[j-nsp] 40Gig Ether for MX480

adamv0025 at netconsultings.com adamv0025 at netconsultings.com
Fri Jul 19 10:48:17 EDT 2019


> Saku Ytti
> Sent: Friday, July 19, 2019 7:46 AM
> 
> On Fri, 19 Jul 2019 at 04:27, Jared Mauch <jared at puck.nether.net> wrote:
> 
> > Is there a reason to not do 4x10G or 1x100G?  It’s cheap enough these
> days.
> > If they’re in-datacenter I can maybe understand 40G but outside the DC it’s
> unclear to me why someone would do this.
> 
> Agreed. 40GE future looks extremely bad. This gen is 25G lanes, next gen is
> 50G lanes. QSFP56 will support 8 or 4 lanes at 25G or 50G. So you can get
> perfect break-out, without wasting any capacity. Commonly today 40GE port
> density is identical to 100GE density, wasting 60% of your investment, just to
> avoid using gearboxes and retimers.
> 
Agree with the 40g dead in the future statement above but the 100 instead of 40 cause it's cheaper argument I'm not actually getting.

Disclaimer, I'm in the business where at the customer edge it's not so much about the actual tx/rx rates, but rather about port quantities so I'd happily use 2:1 front to back card oversubscription. 

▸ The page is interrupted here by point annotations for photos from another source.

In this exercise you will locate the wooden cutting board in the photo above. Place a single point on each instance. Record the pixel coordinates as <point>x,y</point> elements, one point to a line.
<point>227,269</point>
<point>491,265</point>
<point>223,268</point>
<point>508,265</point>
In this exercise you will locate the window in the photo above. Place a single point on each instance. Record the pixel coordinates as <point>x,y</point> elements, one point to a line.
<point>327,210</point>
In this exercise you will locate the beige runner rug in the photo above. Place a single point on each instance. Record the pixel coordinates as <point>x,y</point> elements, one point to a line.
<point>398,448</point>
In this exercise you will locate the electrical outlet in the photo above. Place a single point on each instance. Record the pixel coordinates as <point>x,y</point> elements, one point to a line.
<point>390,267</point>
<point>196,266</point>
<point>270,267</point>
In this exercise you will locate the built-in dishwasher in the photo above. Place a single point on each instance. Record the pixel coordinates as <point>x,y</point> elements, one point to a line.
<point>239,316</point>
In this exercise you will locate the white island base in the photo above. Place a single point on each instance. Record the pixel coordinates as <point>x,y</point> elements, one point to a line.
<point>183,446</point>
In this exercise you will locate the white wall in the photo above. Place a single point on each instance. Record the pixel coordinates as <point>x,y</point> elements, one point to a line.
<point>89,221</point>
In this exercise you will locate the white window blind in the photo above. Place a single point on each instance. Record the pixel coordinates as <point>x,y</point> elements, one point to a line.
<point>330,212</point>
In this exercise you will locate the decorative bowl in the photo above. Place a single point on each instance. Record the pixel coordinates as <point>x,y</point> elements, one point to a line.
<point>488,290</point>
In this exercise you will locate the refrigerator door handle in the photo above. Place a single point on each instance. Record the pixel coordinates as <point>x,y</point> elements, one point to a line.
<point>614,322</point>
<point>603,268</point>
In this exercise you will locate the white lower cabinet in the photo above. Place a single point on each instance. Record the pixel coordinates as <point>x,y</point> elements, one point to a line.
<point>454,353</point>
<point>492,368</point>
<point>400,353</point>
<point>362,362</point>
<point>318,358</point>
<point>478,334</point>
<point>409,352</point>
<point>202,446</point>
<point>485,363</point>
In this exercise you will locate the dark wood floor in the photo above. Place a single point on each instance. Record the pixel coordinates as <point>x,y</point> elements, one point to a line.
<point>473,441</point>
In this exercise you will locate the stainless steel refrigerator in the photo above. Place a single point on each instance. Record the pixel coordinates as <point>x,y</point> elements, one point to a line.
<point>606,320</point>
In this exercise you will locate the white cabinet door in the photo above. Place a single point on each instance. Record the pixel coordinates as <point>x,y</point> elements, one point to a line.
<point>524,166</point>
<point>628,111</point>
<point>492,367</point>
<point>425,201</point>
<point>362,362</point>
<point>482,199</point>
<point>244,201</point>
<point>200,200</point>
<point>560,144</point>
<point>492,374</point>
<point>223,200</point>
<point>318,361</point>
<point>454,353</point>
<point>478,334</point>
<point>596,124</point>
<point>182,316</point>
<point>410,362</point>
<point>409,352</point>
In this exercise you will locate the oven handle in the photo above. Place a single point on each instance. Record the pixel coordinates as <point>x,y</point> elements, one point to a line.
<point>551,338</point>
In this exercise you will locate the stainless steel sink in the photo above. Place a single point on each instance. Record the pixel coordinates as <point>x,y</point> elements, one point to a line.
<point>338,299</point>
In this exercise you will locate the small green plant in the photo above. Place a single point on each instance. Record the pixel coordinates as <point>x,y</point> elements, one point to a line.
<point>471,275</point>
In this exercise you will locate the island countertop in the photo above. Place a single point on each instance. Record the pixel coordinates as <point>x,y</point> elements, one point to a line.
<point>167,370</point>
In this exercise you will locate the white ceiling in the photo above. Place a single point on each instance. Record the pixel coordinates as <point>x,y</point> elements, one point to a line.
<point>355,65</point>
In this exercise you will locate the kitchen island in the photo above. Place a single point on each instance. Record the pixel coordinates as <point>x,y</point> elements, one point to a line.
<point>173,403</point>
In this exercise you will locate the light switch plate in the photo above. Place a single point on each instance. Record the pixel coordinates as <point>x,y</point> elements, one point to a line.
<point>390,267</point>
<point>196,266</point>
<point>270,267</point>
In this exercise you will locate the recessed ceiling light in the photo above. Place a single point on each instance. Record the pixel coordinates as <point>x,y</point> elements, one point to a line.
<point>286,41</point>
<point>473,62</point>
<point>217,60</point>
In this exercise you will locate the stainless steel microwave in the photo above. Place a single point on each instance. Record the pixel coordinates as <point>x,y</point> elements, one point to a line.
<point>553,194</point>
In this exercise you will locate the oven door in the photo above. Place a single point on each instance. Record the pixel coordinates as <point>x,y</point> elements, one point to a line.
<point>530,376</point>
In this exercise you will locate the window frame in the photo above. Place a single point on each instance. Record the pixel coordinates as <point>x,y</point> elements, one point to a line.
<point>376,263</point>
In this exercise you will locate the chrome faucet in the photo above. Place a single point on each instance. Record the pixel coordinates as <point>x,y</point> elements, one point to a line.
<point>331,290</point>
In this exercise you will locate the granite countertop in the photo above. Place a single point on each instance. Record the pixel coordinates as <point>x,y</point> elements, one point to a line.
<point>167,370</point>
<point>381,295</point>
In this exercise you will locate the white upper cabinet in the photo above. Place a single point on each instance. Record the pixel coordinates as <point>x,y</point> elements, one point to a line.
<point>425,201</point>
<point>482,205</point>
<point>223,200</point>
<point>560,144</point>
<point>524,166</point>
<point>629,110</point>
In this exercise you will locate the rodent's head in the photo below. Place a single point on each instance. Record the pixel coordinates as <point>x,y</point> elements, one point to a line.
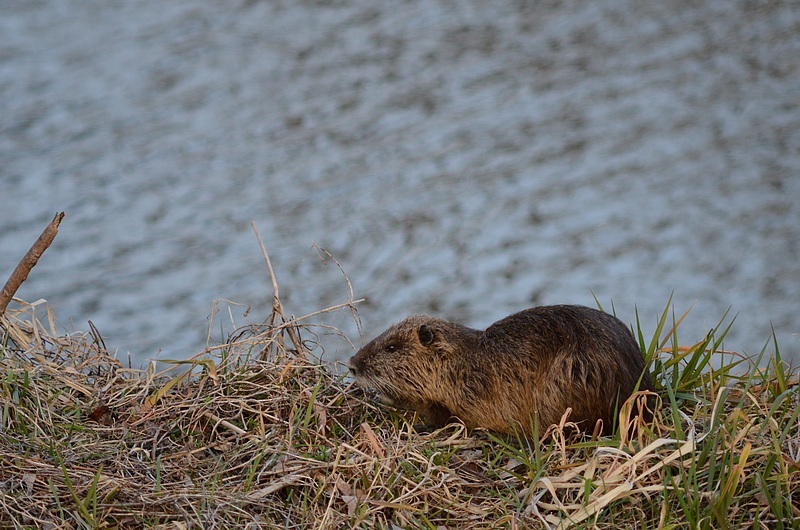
<point>405,362</point>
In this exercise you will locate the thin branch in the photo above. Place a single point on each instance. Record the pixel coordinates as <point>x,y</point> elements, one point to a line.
<point>24,267</point>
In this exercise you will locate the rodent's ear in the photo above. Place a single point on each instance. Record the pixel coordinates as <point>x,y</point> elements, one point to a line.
<point>425,335</point>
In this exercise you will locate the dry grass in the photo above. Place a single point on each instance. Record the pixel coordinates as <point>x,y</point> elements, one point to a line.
<point>259,435</point>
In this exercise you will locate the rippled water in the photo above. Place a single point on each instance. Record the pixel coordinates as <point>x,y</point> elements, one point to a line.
<point>462,159</point>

Now if we're talking about giving customers 100G ports instead of requested 40G ports -even though they don’t need it (truth be told they most likely don't even need 40) then what options do we have on MX?

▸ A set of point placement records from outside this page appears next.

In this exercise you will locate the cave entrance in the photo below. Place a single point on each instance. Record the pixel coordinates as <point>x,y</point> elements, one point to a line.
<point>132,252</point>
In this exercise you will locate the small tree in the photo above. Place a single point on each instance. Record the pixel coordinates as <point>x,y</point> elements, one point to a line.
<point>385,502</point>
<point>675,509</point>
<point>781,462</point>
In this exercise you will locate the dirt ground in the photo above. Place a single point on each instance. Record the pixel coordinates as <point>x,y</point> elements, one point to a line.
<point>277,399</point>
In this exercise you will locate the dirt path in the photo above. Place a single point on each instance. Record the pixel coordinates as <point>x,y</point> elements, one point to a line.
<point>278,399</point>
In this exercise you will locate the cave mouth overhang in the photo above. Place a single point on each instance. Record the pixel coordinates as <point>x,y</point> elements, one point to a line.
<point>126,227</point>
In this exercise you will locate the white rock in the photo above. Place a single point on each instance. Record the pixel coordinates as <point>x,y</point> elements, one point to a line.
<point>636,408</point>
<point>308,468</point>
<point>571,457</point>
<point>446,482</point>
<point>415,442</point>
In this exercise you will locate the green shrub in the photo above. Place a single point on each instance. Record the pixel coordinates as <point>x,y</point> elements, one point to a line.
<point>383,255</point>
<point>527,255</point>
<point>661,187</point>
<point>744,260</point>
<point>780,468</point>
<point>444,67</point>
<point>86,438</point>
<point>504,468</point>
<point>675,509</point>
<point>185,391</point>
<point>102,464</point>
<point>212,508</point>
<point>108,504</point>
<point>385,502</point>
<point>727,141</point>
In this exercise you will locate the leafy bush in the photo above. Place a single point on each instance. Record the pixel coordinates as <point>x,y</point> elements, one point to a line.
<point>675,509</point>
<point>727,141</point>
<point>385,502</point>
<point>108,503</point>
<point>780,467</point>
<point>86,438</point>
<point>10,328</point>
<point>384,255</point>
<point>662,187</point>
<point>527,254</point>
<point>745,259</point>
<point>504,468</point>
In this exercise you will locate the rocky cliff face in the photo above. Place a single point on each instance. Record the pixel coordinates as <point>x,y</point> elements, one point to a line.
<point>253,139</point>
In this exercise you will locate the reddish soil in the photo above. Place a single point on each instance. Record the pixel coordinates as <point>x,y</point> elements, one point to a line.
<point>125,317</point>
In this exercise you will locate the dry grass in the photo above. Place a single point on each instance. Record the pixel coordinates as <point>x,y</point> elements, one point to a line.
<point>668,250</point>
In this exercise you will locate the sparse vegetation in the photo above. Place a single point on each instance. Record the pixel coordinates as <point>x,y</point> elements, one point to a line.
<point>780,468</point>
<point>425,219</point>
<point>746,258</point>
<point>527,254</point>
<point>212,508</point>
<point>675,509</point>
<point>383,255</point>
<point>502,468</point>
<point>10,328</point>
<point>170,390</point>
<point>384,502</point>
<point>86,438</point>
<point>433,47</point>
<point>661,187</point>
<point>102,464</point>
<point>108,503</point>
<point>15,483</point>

MPC7s have come down in price significantly over the past year or so, and I can get max 4x 100G ports out of those whereas I can get 12x40G ports.
Now to go for MPC10s instead just to give each of those say 12 customers a 100G port even though they did not ask for 100GE and would barely use 40 in reality doesn't quite add up. 

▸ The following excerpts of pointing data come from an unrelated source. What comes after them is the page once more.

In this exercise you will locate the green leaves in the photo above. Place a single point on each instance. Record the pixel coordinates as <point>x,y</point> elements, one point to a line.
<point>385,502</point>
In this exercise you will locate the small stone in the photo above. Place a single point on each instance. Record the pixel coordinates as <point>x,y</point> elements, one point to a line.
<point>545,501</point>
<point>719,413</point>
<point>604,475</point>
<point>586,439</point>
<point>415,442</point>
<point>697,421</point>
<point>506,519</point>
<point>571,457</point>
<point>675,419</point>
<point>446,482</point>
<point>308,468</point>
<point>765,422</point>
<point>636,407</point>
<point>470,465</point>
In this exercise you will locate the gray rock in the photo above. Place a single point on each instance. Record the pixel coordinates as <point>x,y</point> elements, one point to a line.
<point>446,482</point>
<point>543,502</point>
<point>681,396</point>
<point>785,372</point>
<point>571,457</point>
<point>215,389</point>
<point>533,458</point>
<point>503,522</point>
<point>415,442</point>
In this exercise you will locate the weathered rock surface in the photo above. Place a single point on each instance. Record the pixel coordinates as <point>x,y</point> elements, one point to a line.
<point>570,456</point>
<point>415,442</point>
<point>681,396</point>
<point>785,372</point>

Maybe once there will be new 12x400G card and MPC10 prices will plummet -then sure..
I'd say that unless you're in the business where your access pipes are all red hot and you need to bear the "premium" pricing of the latest fastest HW, then I don't think the model of buy capacity now cause you will definitely need it in future is the right one. Instead I'd suggest you buy capacity when you actually need it and chances are the state of the art has moved on and you don’t need to pay "premium" any more to fulfil your then timely capacity needs.